23. Oktober 2019 | Apple | 0 Kommentare »

Apple Pay wird von der EU-Kommission auf mögliche Verstöße gegen die Wettbewerbsregeln untersucht. Diese Entscheidung kommt einige Monate nach einer gegensätzlichen Einschätzung der Kommission und dürfte mit dem steigenden Marktanteil des Bezahldienstes in den Märkten der EU zu tun haben. Auch wird Apple vorgeworfen, Apple Pay zu aufdringlich zu bewerben.

Verzerrt Apple mit Apple Pay den Wettbewerb in der EU? Dieser Frage wird nun die EU-Kommission nachgehen. Es ist nicht ungewöhnlich, dass die Kommission große Onlinedienste von Apple, Google oder Microsoft untersucht. In manchen fällen folgte auf eine solche Prüfung auch eine deutliche Einschränkung oder Neuordnung eines Angebots, ob das in diesem Fall ähnlich sein wird, ist aber fraglich. Apple selbst war ebenfalls schon Ziel solcher Prüfverfahren. Dennoch, EU-Wettbewerbskommissarin Margrethe Vestager hat einige Bedenken hinsichtlich Apple Pay.

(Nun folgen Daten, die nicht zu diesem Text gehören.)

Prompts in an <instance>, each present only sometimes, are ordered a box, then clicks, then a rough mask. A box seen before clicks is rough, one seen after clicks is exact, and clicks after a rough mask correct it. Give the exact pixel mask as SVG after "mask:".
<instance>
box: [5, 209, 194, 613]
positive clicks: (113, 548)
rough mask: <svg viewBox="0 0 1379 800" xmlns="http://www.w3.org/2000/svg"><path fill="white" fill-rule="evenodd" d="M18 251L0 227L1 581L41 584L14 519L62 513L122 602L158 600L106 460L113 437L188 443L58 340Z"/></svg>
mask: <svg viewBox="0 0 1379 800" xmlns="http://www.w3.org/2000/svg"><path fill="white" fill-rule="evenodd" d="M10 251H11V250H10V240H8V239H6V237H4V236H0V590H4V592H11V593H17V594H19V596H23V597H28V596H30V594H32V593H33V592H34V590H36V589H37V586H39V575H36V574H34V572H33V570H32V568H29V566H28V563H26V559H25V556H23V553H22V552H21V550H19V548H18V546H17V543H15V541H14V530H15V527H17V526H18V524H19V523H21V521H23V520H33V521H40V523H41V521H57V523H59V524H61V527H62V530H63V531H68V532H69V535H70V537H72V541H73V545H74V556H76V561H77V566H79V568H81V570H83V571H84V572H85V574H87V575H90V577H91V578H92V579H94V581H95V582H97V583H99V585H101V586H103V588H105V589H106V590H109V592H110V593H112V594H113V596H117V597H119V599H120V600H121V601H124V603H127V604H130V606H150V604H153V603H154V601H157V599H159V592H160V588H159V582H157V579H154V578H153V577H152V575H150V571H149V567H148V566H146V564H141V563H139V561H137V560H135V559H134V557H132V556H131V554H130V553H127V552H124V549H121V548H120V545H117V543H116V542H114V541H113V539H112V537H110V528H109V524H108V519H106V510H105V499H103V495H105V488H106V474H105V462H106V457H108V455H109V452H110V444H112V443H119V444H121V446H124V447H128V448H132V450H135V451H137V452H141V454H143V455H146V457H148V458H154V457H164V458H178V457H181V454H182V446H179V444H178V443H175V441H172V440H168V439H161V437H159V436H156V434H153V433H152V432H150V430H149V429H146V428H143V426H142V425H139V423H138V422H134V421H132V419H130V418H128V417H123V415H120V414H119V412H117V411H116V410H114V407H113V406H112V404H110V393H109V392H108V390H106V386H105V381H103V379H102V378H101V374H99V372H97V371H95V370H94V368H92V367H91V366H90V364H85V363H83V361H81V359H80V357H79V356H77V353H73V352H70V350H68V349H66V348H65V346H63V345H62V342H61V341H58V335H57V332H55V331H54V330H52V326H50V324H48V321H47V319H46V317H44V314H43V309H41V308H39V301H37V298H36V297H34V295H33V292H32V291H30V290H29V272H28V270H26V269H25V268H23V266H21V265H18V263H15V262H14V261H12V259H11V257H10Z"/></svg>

Wer iOS 13 installiert hat, wird durch den Hinweis in den Einstellungen zu nachdrücklich zur Einrichtung von Apple Pay gedrängt, so verschiedene Betreiber alternativer mobiler Zahlungsdienste und das stimmt auch Die Kommissarin im Gespräch mit der Agentur Bloomberg nachdenklich. Zudem soll die Kommission klären, ob Apple Pay andere Dienste aktiv behindert. Diesen Vorwurf hatten etwa immer wieder deutsche Sparkassen aufgestellt, die Zugriff auf die NFC-Schnittstelle der iPhones haben wollten, um ihre eigenen Bezahldienste anzubieten. Letztlich setzte sich Apple durch und die Sparkassen werden nun Apple Pay anbieten, OSXi.de berichtete.

Ob Apple Pay in den Märkten der EU am Ende tatsächlich reguliert wird, nachdem es sich nun endlich langsam in der Eurozone etabliert und das Mobile Bezahlen bekannter gemacht hat, bleibt abzuwarten.